Thursday, May 21, 2015

weakdh trickery

Now, that the TURMOIL slides make sense, I adjusted my own
projects. The good news is that I always used to generate
unique DH params (I wonder so many ppl apparently didnt -
there is no real benefit to use hard coded values, except to Eve!?)
in my projects during or before build. So it should be
quite hard for a Nation State Adversary to break that.

For lophttpd and crashd, I removed 512 and 1024 bit DH params
support and use 2048bit instead. opmsg always supported
2048bit (and higher), but the default was 1024. So I changed
the default to 2048 bit. Existing personas can be "upgraded" by
using the --newdhp switch. I was thinking this switch
may just be used in rare cases, but now it turns out it
was the right decision to design opmsg protocol with easy
DH params re-creation in mind. SUCCESS! DH keys that are
already "in flight" cant be upgraded, but may be used
as before (taking the 'weaker' 1024bit into account) even
after upgrading to 2048bit DH params.

Unfortunally, 2048bit keys come at the cost of a longer key
generation process.

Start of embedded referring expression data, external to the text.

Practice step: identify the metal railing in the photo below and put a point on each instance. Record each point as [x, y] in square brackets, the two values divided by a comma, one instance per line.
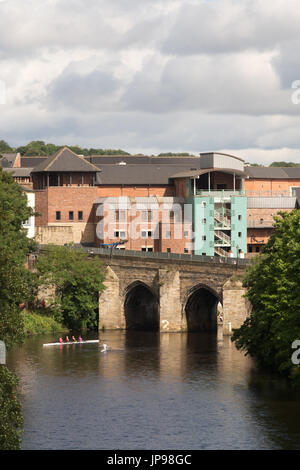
[165, 256]
[260, 223]
[278, 193]
[221, 193]
[226, 240]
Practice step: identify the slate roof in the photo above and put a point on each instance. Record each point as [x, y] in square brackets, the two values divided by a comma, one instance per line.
[64, 160]
[8, 160]
[193, 173]
[137, 174]
[258, 172]
[143, 159]
[32, 162]
[19, 172]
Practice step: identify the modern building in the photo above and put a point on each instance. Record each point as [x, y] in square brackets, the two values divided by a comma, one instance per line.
[210, 204]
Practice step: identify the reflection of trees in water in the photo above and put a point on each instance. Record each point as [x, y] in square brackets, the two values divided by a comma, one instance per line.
[277, 405]
[142, 357]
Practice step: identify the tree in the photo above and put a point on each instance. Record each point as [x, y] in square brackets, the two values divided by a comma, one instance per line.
[4, 147]
[273, 290]
[284, 164]
[11, 419]
[15, 288]
[15, 279]
[76, 280]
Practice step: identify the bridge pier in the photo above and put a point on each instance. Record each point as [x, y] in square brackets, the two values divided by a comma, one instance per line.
[171, 296]
[171, 318]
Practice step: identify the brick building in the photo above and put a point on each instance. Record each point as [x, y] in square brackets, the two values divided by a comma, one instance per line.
[212, 204]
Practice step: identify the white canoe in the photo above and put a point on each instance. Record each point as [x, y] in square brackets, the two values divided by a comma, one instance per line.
[72, 342]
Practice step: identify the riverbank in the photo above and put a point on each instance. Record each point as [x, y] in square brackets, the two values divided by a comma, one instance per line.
[36, 324]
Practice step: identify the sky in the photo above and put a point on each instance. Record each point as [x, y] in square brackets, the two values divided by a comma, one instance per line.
[151, 76]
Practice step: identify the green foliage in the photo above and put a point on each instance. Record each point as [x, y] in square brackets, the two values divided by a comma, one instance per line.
[273, 290]
[40, 148]
[11, 419]
[77, 281]
[36, 323]
[284, 164]
[15, 280]
[4, 147]
[16, 287]
[171, 154]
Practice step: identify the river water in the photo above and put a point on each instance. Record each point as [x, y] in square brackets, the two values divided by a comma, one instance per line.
[152, 391]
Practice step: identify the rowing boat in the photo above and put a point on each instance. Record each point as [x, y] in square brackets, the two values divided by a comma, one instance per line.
[72, 342]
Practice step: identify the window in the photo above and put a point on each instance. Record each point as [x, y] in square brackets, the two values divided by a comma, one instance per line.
[146, 216]
[146, 234]
[120, 216]
[293, 190]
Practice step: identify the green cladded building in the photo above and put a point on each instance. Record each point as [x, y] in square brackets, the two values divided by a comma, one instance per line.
[216, 193]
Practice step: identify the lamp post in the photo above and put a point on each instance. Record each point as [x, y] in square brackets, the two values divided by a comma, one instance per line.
[2, 353]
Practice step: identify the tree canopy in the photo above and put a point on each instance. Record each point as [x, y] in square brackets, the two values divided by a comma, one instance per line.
[76, 280]
[15, 288]
[15, 279]
[273, 290]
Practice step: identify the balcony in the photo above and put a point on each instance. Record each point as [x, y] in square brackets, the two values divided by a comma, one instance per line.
[261, 223]
[221, 194]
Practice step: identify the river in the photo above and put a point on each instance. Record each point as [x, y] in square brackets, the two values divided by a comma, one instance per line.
[152, 391]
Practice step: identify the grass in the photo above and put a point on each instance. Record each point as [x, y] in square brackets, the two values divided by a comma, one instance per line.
[36, 324]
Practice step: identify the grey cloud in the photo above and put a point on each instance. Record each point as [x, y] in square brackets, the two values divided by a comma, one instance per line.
[227, 26]
[84, 92]
[229, 84]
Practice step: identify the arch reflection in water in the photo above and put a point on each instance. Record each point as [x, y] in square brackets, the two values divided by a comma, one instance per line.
[141, 308]
[201, 309]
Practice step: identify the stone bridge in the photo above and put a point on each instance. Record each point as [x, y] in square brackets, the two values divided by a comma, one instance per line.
[169, 292]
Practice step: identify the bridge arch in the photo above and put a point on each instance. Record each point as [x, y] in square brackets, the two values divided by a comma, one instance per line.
[141, 307]
[200, 306]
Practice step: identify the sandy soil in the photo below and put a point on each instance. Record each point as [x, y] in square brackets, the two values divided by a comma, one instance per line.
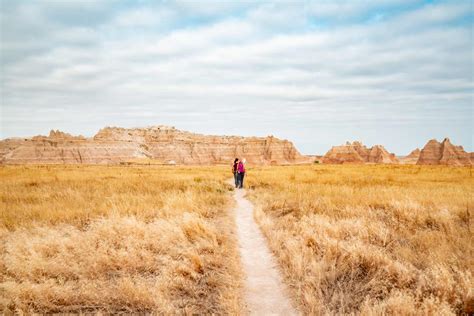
[265, 293]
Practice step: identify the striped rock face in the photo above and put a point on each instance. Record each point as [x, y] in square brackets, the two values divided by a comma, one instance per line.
[357, 153]
[444, 153]
[412, 158]
[160, 144]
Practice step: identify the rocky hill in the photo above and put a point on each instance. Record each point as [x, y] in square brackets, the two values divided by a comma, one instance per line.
[357, 153]
[412, 158]
[159, 144]
[444, 153]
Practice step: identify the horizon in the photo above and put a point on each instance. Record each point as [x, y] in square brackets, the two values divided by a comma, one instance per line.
[317, 73]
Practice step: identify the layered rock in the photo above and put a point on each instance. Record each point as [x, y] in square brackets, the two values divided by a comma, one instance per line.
[357, 153]
[412, 158]
[444, 153]
[161, 144]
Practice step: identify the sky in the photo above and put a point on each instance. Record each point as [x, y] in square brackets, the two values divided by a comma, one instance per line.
[318, 73]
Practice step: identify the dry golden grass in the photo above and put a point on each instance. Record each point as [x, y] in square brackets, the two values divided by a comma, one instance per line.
[370, 239]
[117, 239]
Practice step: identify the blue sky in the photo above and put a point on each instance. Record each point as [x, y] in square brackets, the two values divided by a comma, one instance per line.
[318, 73]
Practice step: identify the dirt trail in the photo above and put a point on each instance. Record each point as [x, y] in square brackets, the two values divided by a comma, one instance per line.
[264, 290]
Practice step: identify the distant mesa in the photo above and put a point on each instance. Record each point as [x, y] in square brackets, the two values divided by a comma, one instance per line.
[412, 158]
[357, 153]
[444, 153]
[157, 144]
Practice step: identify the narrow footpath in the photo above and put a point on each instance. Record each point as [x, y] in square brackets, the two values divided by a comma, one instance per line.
[265, 293]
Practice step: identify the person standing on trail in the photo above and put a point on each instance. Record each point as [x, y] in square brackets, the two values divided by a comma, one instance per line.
[241, 173]
[234, 171]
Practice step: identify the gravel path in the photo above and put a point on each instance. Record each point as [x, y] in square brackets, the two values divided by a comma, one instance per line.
[265, 293]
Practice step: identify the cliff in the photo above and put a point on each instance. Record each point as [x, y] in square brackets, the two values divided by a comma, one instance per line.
[412, 158]
[444, 153]
[160, 143]
[357, 153]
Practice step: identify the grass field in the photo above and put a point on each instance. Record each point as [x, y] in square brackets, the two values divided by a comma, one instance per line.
[370, 239]
[117, 239]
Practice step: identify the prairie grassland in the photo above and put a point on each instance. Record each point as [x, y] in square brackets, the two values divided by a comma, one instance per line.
[370, 239]
[117, 239]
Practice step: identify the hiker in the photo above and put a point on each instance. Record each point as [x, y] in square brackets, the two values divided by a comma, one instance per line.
[241, 173]
[234, 171]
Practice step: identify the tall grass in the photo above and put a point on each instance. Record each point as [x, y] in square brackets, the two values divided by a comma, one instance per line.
[117, 239]
[370, 239]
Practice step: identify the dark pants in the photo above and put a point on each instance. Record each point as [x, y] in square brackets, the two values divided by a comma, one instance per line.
[236, 179]
[241, 179]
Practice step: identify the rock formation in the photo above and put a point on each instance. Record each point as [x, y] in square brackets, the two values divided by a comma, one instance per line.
[444, 153]
[412, 158]
[159, 144]
[357, 153]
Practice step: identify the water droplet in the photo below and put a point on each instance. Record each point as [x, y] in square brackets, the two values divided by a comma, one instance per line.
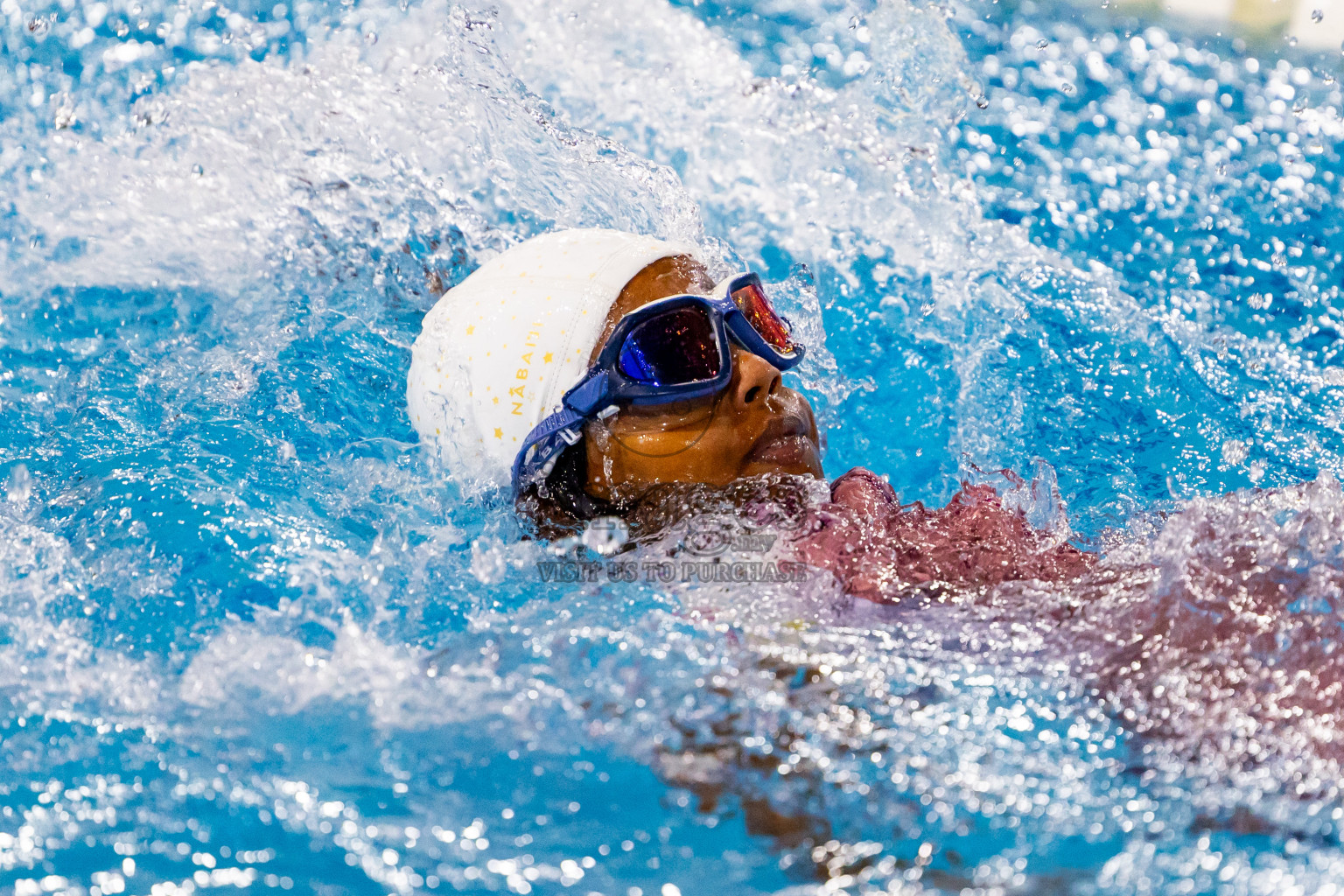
[605, 535]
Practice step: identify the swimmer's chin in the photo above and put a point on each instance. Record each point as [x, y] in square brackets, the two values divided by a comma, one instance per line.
[788, 453]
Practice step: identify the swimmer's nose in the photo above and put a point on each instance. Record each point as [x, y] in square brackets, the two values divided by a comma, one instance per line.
[752, 379]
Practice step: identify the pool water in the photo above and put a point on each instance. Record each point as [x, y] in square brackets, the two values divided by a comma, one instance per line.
[255, 639]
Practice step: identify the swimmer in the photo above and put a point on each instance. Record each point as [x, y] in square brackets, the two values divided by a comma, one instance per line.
[602, 374]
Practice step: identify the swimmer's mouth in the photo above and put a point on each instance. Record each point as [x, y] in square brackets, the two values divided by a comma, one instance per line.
[785, 442]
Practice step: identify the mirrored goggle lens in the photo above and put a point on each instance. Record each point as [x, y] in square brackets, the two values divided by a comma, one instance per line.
[672, 349]
[759, 311]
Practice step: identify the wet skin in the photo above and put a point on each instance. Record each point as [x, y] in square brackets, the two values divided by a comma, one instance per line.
[754, 426]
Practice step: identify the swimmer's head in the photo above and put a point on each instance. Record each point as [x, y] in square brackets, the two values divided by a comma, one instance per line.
[499, 352]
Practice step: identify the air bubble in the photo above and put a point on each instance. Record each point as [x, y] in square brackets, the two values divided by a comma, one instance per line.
[19, 486]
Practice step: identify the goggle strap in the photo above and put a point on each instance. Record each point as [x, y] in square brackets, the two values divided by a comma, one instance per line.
[584, 396]
[543, 444]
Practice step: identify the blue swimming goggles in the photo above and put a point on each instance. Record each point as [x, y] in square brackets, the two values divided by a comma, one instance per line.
[672, 349]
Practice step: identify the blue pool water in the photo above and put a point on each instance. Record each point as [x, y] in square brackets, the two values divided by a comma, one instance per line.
[253, 640]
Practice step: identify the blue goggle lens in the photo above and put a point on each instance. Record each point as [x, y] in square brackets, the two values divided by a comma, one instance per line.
[674, 348]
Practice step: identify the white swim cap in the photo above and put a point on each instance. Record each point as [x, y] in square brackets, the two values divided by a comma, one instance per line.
[499, 351]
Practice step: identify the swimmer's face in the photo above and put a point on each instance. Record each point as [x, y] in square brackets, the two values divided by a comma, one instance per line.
[752, 426]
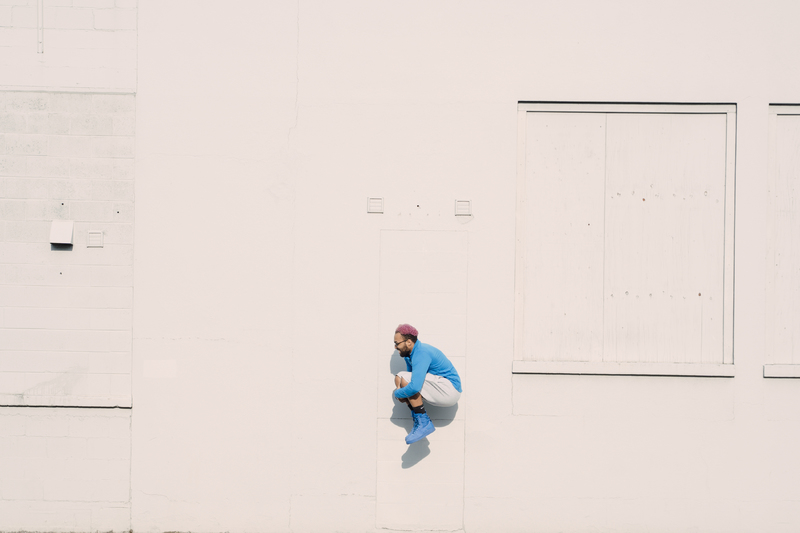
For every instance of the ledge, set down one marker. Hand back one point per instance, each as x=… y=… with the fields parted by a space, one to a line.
x=624 y=369
x=782 y=371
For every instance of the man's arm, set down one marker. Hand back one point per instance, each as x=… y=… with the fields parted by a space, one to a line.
x=418 y=373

This may take a couple of minutes.
If thats too much for you, you are free to change your default
DH params len to 1892 or whatever your level of secrecy

Thursday, May 7, 2015

opmsg trickery

Given the recent crypto discussion, mass surveillance and
cyber jokes in general, I uploaded a new project to my github.
It was about time.

I wonder whether our gov is equally toast/bad in other fields,
or if I just get pointed to it because I have some background
in this field and am blind to all the other failures where
I am missing the knowledge. (SIGILL//NOPORN)

The first review round is over and it seems like opmsg
concept found some friends. I got some recommendations
which were incorporated in the git. Thats new:

- fixing insufficient hashing of persona key to
  detect tampering of RSA keys during transit/import
  (RSA's e value was simply not part of the hash and it now is)
- removing OFB cipher modes in favor of CTR and GCM modes (AES)
- adding option to allow linking of personas (see README)
- adding cygwin support

It is incredibly hard to review your own code; so thanks to
myself. While I buy the OFB arguments, I am not sure if its
a benefit to add ECC support for personas. ECC is mostly based
on curves with parameters chosen by NIST. The same NIST that is
suspected of putting backdoors in crypto standards
(slides), even more in standards that use ECC to generate
randomness! Knowing this, why should I trust any parameters 
chosen by them? You can argue that suite-B, the NSA approved 
standards for protecting US gov infra, is unlikely to contain 
backdoors for themself and that this would be a tough bluff
to do so just to read Putin's email. But given the additional
implementation cost (maybe I should crowdfund it?) for
little benefit or even "badfit" this seems not worth the effort.

Thursday, April 23, 2015

C++11 bailout trickery

Is someone C++11 guru enough to make a statement whether
the following C++11 code is correct? In particular on
whats happening on line 24, as the lambda should not
harvest the memory structures (scope?).
To me, everything looks OK. If thats the case, it would ease
a lot of cleanup routines on error returns from functions.
Please leave a comment.

Sample C++ code

Wednesday, March 25, 2015

troubleshooter trickery

Demo of SELinux disable on a Fedora 21 default desktop. A full writeup can be found here.

Thursday, January 8, 2015

U2F trickery

In the last post I promised to stop threat analyzing. So here
is some dev again which I already started developing back
in 2014 and where I finally found some time to finish.
Its a small U2F stack with the APDU framing code based
on Googles U2F reference code. After reviewing a lot of other
U2F code (sigh!), I found this reference code comprehensive enough to be usable for myself and for PAM code.